Fase 1 betrof in totaal 28 ontvangstklachten; hiervan zijn in de eerste fase 23 klachten opgelost en 5 nog niet opgelost. Deze laatste zijn doorgeschoven naar fase 2. De voor fase 2 ingestelde stuurgroep heeft 46 ontvangstklachten (inclusief de 5 uit fase 1) geïdentificeerd. Vervolgens zijn de gevonden oplossingen geïmplementeerd voor zover dit nodig en mogelijk was. Deze oplossingen bestaan ondermeer uit het plaatsen van steunzenders, verplaatsing van storende zenders en voorlichting over het gebruik van de radio in de nieuwe situatie aan de consument.

Voor 15 ontvangstklachten is tot op heden geen oplossing geïmplementeerd.
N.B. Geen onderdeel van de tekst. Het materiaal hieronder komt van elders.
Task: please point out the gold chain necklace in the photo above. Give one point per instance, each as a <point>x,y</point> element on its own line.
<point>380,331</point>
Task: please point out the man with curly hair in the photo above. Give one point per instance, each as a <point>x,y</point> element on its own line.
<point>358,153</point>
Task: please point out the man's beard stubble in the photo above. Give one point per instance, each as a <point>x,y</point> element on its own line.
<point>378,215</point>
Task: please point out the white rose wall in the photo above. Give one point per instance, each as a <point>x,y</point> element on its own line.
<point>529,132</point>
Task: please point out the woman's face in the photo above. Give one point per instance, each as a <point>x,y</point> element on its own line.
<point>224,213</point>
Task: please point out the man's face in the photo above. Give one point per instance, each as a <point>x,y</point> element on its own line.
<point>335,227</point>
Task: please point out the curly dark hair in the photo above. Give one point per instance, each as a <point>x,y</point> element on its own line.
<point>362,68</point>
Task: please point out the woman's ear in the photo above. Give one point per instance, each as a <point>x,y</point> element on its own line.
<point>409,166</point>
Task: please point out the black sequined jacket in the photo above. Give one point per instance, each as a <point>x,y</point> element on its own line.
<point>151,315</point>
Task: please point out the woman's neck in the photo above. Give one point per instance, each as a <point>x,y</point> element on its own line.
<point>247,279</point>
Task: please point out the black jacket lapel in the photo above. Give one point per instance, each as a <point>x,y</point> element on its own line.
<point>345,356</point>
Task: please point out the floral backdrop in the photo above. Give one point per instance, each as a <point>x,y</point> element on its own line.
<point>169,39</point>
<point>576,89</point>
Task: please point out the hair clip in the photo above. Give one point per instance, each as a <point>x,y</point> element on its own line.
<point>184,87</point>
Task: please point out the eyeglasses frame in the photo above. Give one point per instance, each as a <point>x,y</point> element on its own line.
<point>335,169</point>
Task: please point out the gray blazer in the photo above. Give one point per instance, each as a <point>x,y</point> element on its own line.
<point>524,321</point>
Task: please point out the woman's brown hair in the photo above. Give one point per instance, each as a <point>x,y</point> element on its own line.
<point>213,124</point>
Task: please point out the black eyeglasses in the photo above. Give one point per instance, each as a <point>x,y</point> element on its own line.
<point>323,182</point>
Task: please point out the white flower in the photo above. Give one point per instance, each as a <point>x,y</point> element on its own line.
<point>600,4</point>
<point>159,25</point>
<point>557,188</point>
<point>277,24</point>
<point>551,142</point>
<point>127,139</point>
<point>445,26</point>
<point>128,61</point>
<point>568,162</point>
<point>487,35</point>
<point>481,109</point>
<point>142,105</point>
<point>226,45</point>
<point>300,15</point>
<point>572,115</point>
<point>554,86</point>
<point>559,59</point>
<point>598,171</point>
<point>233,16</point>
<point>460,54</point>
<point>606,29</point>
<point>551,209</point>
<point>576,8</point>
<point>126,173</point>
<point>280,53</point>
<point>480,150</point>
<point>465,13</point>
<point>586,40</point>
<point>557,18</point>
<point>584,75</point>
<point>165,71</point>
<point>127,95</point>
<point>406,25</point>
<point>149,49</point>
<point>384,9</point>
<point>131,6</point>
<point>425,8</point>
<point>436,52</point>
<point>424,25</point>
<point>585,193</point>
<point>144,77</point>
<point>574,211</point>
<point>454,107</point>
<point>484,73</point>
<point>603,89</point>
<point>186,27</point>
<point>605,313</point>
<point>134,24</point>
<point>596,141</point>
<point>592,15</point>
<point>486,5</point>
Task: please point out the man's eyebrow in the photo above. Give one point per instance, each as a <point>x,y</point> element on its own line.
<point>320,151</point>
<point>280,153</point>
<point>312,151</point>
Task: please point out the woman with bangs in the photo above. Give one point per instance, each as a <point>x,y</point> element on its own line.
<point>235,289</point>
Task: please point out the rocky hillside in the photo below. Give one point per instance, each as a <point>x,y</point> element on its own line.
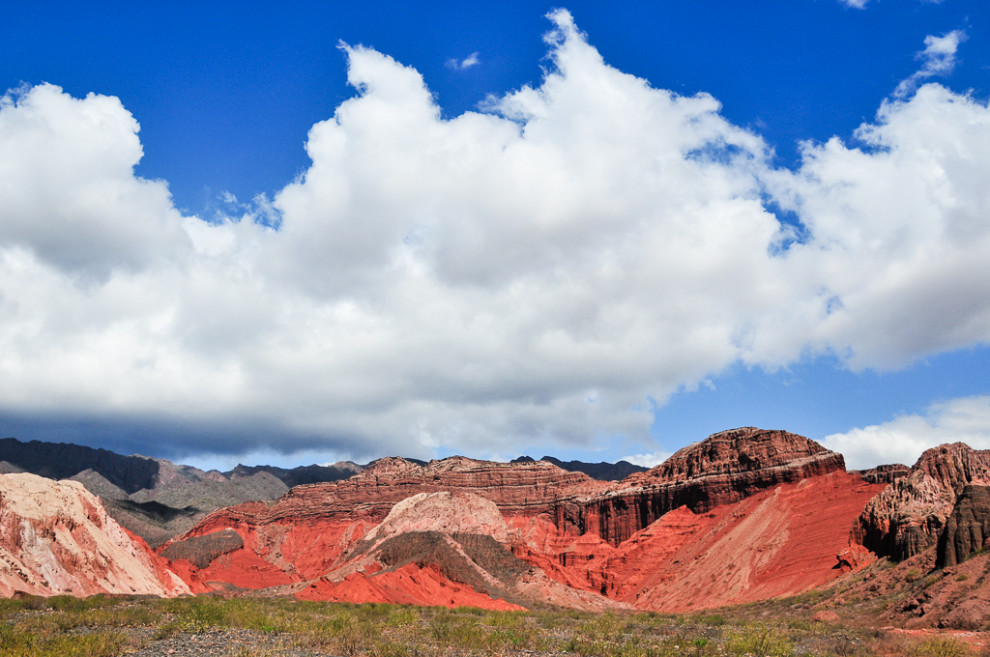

De oplossing voor deze ontvangstklachten kan alleen worden gerealiseerd door het verplaatsen van zenders die ongestoorde ontvangst van de publieke omroepen bemoeilijken. EZ is hiervoor afhankelijk van de vrijwillige medewerking van de commerciële radiostations (en hun operator). Deze stellen ter compensatie eisen die EZ juridisch niet kan nakomen. EZ blijft in gesprek met deze partijen over een oplossing. De landelijke en regionale publieke omroepen hebben aangegeven in te stemmen met de resultaten die tot nu toe bereikt zijn, al is het niet mogelijk gebleken om aan alle verwachtingen tegemoet te komen.

Ad 2. Petitie Noord-Hollands Dagblad

Onlangs is door het Noord-Hollands Dagblad aan de Tweede Kamer een petitie aangeboden met 900 handtekeningen van burgers. Het betreft hier klachten over de ontvangst van de landelijke Publieke Omroep via de ether in sommige plaatsen in Noord-Holland, die zijn ontstaan na het inzetten van steunzenders om eerdere klachten op te lossen.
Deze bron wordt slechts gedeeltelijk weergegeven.